Hoy me ha llegado en el Washington Post una mala noticia. Según Joao Breda, un experto de la Organización Mundial de la Salud, en lugares del sur de Europa como España, Grecia o Italia, los índices de obesidad entre los menores de edad están alcanzando cifras alarmantes. La famosa dieta mediterránea está en esos países en grave peligro de desaparición por la irrupción de las comidas rápidas. Recuerdo aquel movimiento a favor de una vida con ritmos sanos y con una alimentación inteligente: «Comida lenta y vida lenta». Éste era el lema de una iniciativa que nació hace más de una década en Italia. Implicaba el rechazo a la «fast food». La comida deshumanizada, generalmente de inspiración norteamericana y en la actualidad desaconsejada por médicos y dietistas, claramente a favor de nuestras antiguas recetas tradicionales. Las mismas que se elaboran y se disfrutan desde hace siglos a lo largo de las riberas del Mediterráneo.

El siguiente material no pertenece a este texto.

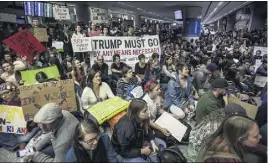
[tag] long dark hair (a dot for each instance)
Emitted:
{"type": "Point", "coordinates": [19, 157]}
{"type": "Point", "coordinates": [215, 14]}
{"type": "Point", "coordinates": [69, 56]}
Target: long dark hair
{"type": "Point", "coordinates": [232, 132]}
{"type": "Point", "coordinates": [88, 126]}
{"type": "Point", "coordinates": [133, 111]}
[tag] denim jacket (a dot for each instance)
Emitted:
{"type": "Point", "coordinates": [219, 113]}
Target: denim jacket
{"type": "Point", "coordinates": [176, 95]}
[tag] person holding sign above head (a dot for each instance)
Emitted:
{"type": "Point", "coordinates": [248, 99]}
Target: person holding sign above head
{"type": "Point", "coordinates": [133, 138]}
{"type": "Point", "coordinates": [95, 91]}
{"type": "Point", "coordinates": [140, 67]}
{"type": "Point", "coordinates": [116, 67]}
{"type": "Point", "coordinates": [79, 34]}
{"type": "Point", "coordinates": [8, 74]}
{"type": "Point", "coordinates": [89, 145]}
{"type": "Point", "coordinates": [126, 84]}
{"type": "Point", "coordinates": [101, 66]}
{"type": "Point", "coordinates": [179, 94]}
{"type": "Point", "coordinates": [78, 72]}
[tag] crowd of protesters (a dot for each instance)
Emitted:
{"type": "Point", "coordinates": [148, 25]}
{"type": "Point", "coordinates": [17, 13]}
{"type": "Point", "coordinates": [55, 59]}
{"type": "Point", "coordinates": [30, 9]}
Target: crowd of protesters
{"type": "Point", "coordinates": [206, 71]}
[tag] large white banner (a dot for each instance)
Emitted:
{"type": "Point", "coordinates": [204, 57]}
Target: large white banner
{"type": "Point", "coordinates": [129, 48]}
{"type": "Point", "coordinates": [262, 50]}
{"type": "Point", "coordinates": [61, 13]}
{"type": "Point", "coordinates": [99, 15]}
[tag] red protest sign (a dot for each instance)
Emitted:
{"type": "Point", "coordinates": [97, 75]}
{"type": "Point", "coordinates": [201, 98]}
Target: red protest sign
{"type": "Point", "coordinates": [25, 44]}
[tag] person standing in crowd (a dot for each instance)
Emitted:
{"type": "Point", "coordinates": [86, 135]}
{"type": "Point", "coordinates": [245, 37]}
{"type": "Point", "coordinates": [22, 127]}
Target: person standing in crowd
{"type": "Point", "coordinates": [152, 71]}
{"type": "Point", "coordinates": [116, 67]}
{"type": "Point", "coordinates": [94, 31]}
{"type": "Point", "coordinates": [127, 83]}
{"type": "Point", "coordinates": [155, 103]}
{"type": "Point", "coordinates": [168, 69]}
{"type": "Point", "coordinates": [89, 145]}
{"type": "Point", "coordinates": [234, 141]}
{"type": "Point", "coordinates": [140, 67]}
{"type": "Point", "coordinates": [79, 34]}
{"type": "Point", "coordinates": [95, 91]}
{"type": "Point", "coordinates": [66, 38]}
{"type": "Point", "coordinates": [62, 124]}
{"type": "Point", "coordinates": [101, 66]}
{"type": "Point", "coordinates": [78, 72]}
{"type": "Point", "coordinates": [180, 93]}
{"type": "Point", "coordinates": [200, 78]}
{"type": "Point", "coordinates": [133, 138]}
{"type": "Point", "coordinates": [212, 100]}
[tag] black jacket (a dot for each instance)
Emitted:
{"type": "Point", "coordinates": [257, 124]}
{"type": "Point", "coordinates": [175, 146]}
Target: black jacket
{"type": "Point", "coordinates": [128, 138]}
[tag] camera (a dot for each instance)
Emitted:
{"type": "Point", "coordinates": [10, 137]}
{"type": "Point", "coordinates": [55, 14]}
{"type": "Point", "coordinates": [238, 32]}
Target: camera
{"type": "Point", "coordinates": [23, 152]}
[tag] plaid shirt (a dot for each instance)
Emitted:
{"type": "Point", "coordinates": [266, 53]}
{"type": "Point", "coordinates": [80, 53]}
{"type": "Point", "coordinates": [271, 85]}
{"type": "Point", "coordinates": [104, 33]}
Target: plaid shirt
{"type": "Point", "coordinates": [208, 125]}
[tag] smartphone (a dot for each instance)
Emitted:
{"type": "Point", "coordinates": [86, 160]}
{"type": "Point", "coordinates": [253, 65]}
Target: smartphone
{"type": "Point", "coordinates": [23, 152]}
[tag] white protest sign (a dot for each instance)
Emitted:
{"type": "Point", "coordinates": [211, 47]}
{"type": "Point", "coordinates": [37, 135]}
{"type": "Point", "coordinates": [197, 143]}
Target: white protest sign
{"type": "Point", "coordinates": [127, 47]}
{"type": "Point", "coordinates": [260, 81]}
{"type": "Point", "coordinates": [61, 13]}
{"type": "Point", "coordinates": [82, 44]}
{"type": "Point", "coordinates": [262, 50]}
{"type": "Point", "coordinates": [4, 17]}
{"type": "Point", "coordinates": [99, 15]}
{"type": "Point", "coordinates": [137, 92]}
{"type": "Point", "coordinates": [174, 126]}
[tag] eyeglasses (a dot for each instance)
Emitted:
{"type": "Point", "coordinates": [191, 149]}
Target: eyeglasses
{"type": "Point", "coordinates": [92, 141]}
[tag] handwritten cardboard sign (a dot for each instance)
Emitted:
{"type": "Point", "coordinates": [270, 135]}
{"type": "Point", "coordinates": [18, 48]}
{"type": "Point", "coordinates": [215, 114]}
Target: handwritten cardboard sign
{"type": "Point", "coordinates": [29, 77]}
{"type": "Point", "coordinates": [25, 44]}
{"type": "Point", "coordinates": [251, 110]}
{"type": "Point", "coordinates": [107, 109]}
{"type": "Point", "coordinates": [33, 97]}
{"type": "Point", "coordinates": [58, 45]}
{"type": "Point", "coordinates": [41, 34]}
{"type": "Point", "coordinates": [61, 13]}
{"type": "Point", "coordinates": [12, 120]}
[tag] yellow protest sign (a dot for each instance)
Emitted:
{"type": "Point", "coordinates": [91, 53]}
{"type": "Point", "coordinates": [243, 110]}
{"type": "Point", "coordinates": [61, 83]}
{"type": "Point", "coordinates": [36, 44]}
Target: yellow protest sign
{"type": "Point", "coordinates": [105, 110]}
{"type": "Point", "coordinates": [29, 76]}
{"type": "Point", "coordinates": [12, 120]}
{"type": "Point", "coordinates": [251, 110]}
{"type": "Point", "coordinates": [33, 97]}
{"type": "Point", "coordinates": [41, 34]}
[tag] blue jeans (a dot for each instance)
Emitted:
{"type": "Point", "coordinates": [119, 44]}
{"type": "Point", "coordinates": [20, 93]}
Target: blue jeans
{"type": "Point", "coordinates": [142, 159]}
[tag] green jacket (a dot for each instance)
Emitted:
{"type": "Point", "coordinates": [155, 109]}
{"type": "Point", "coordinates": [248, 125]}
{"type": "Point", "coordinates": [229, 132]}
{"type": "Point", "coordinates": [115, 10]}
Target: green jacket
{"type": "Point", "coordinates": [206, 104]}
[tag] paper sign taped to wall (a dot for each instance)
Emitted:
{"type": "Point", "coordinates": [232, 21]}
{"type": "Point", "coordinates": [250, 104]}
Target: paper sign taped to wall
{"type": "Point", "coordinates": [33, 97]}
{"type": "Point", "coordinates": [251, 110]}
{"type": "Point", "coordinates": [12, 120]}
{"type": "Point", "coordinates": [29, 77]}
{"type": "Point", "coordinates": [105, 110]}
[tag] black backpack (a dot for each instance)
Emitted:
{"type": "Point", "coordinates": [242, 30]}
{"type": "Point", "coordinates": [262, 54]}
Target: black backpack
{"type": "Point", "coordinates": [171, 154]}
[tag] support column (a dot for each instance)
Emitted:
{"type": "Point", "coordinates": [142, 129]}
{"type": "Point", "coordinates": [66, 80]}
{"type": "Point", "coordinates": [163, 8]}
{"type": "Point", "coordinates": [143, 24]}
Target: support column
{"type": "Point", "coordinates": [191, 22]}
{"type": "Point", "coordinates": [82, 13]}
{"type": "Point", "coordinates": [137, 20]}
{"type": "Point", "coordinates": [230, 22]}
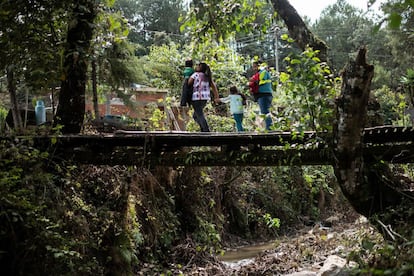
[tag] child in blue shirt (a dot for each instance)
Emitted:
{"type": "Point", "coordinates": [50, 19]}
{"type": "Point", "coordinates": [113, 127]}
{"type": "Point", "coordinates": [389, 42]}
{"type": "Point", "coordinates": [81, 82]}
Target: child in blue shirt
{"type": "Point", "coordinates": [237, 101]}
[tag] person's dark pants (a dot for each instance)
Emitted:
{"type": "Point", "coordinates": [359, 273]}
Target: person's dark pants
{"type": "Point", "coordinates": [199, 115]}
{"type": "Point", "coordinates": [265, 102]}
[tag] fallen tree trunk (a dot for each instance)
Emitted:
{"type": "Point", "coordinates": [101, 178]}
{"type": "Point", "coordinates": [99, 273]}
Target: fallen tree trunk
{"type": "Point", "coordinates": [374, 189]}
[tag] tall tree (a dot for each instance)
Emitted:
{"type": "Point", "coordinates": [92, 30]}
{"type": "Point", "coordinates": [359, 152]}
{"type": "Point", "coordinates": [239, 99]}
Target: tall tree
{"type": "Point", "coordinates": [71, 108]}
{"type": "Point", "coordinates": [345, 28]}
{"type": "Point", "coordinates": [30, 34]}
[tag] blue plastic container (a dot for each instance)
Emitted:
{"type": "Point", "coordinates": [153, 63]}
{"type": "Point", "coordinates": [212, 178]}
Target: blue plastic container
{"type": "Point", "coordinates": [40, 112]}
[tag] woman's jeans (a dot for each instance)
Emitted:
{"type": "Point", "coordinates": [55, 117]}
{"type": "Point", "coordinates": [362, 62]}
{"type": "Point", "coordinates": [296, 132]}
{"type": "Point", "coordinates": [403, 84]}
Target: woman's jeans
{"type": "Point", "coordinates": [265, 102]}
{"type": "Point", "coordinates": [199, 114]}
{"type": "Point", "coordinates": [239, 121]}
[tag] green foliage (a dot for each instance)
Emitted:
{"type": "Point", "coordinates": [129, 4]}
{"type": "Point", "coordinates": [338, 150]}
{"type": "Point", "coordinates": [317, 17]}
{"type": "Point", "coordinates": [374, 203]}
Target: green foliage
{"type": "Point", "coordinates": [221, 19]}
{"type": "Point", "coordinates": [307, 94]}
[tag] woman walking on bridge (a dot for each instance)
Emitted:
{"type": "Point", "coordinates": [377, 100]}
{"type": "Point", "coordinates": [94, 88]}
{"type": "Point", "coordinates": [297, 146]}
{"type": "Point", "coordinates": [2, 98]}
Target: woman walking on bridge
{"type": "Point", "coordinates": [202, 81]}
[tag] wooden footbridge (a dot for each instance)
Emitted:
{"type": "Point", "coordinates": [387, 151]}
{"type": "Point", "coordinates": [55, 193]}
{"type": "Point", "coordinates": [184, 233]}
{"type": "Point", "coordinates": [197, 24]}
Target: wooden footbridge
{"type": "Point", "coordinates": [171, 148]}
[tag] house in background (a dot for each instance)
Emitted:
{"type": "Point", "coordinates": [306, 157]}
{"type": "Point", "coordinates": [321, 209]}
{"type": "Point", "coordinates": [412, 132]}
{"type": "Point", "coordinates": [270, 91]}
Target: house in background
{"type": "Point", "coordinates": [140, 106]}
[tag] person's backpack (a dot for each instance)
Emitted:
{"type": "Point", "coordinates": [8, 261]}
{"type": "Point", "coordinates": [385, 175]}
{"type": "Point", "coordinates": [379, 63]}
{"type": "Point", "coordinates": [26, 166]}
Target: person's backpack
{"type": "Point", "coordinates": [186, 93]}
{"type": "Point", "coordinates": [244, 100]}
{"type": "Point", "coordinates": [254, 84]}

Por supuesto, la comida fiel a la naturaleza, inteligentemente pausada, es un ingrediente básico de la «slow life», la vida con ritmos sabios, como los que siempre se han practicado en nuestro entorno.

En este último invierno, nos encontrábamos un grupo de amigos en una tasca en la plaza de José Palomo en el casco antiguo de Marbella. Estábamos practicando el arte de ir de sitio en sitio, almorzando a base de tapas. Como el local donde estábamos disfrutando del buen hacer gastronómico de sus dueños es muy pequeño, casi no había sitio libre. Así lo tuvo que pensar aquella señora extranjera que nos miraba con curiosidad desde la calle, empapada por uno de los deseados diluvios con los que hemos sido recientemente obsequiados. Nuestra observadora dudaba. Era obvio que no quería molestarnos. Entre otras cosas, por el impermeable que llevaba, del que resbalaban chorros de agua. Por supuesto, le hicimos un hueco y la invitamos a unirse a nuestro improvisado almuerzo. Se le saltaron las lágrimas ante esa exhibición de tapas maravillosas, tentadores vinos y el buen ambiente reinante, en el que no era ajeno el calor y la generosa amabilidad con los que fue recibida por los que llenábamos el minúsculo local.

Al final terminó confesando que nunca, en ningún lugar del mundo, había tenido una experiencia tan grata como aquella. La de ser recibida como una buena amiga por unos perfectos desconocidos. En unos minutos le habían hecho olvidar las inclemencias de una meteorología muy hostil, unidas a la sensación de sentirse sola en un país extranjero. Nos contó que era norteamericana. Del estado de West Virginia. Y que a pesar del mal tiempo le encantaba Marbella. Le habían recomendado la visita al casco antiguo, con sus plazas y calles llenas de tiendas atractivas y originales. Y que no dejara de probar las exquisiteces de las tascas y los restaurantes. La invitamos a que siguiera con nosotros en nuestro recorrido culinario por la Marbella de hace muchos siglos. No se atrevió. Temía haber comido y bebido más de lo acostumbrado. Al despedirse nos aseguró que jamás olvidaría la experiencia de sentirse como una marbellí, rodeada de buenos amigos. Estaba segura que volvería en primavera o a principios de verano. Quería seguir conociendo el mundo de las tapas bajo el sol de la hospitalaria Marbella.

La semana pasada me acordé de la señora de West Virginia. En un colmado en la barriada marbellí de Miraflores mi mujer y yo encontramos el mejor pan del mundo. El que hacen en Coín en un venerable horno de leña; como los que se utilizaban en tiempos bíblicos. Era el mismo pan que probamos aquel día en la tasca de la plaza de José Palomo. Según nuestra amiga de West Virginia, si en Estados Unidos se pudiera conseguir un pan así, sería sólo para los muy ricos y los muy poderosos. Eso sí. El problema es que entonces no tendrían las salsas excelsas donde mojarlo, como ella hizo en la tasca de mi pueblo. Y quizás también le faltaría la compañía de aquella buena gente, la que le habían permitido conocer una Marbella y una España insospechadas.